Where most players have asked for a higher standard of cricket, calling for a drastic reduction in the number of first-class teams, Karunaratne has said Sri Lanka's players must play more games in the domestic season. This year a player from one of the top eight clubs played six three-day matches, and four four-day matches. In terms of one-day cricket, SLC hosted a 23-team District Tournament, in which a cricketer could expect to play a maximum of seven games, and most played only four, before hosting a much stronger provincial tournament, in which some cricketers played seven games. There was no domestic T20 cricket.

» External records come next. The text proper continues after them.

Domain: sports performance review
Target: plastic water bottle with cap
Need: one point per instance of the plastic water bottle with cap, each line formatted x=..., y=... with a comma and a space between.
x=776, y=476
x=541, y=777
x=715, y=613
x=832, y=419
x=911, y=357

"India have played a lot of good cricket," Karunaratne said of the manner in which India have rebuilt their team. "They've played a lot of IPL and first-class cricket. In Sri Lanka, we only have eight to ten domestic matches in first-class. Then we have five one-dayers. That's it for the season. I think that's the main reason. We have to play more first-class cricket and then we can find more players who can dominate the game. That's the thing SLC have to work on for the players."

Questions over the quality of Sri Lanka's domestic cricket have also arisen in this match on the basis of left-arm spinner Malinda Pushpakumara's first-innings performance. He had 558 first-class wickets at 19.85 apiece before he made his debut in this match, but conceded runs at four an over, and finished with figures of 2 for 156 for the innings. Karunaratne, who himself has been through an extended weaning period at the top level, spoke also of the challenge bowlers might face in adjusting to Test-match intensity.

"In Test cricket all best batsmen play, and we have to bowl intelligently," he said. "We have to bowl on one side of the pitch and set the field accordingly. It takes 10-15 overs to get a wicket here. In the domestic level, sometimes you can get five wickets from five overs. International cricket is very different, and we need to get used to that. Like it's tough to get a run, it's also difficult to get a wicket."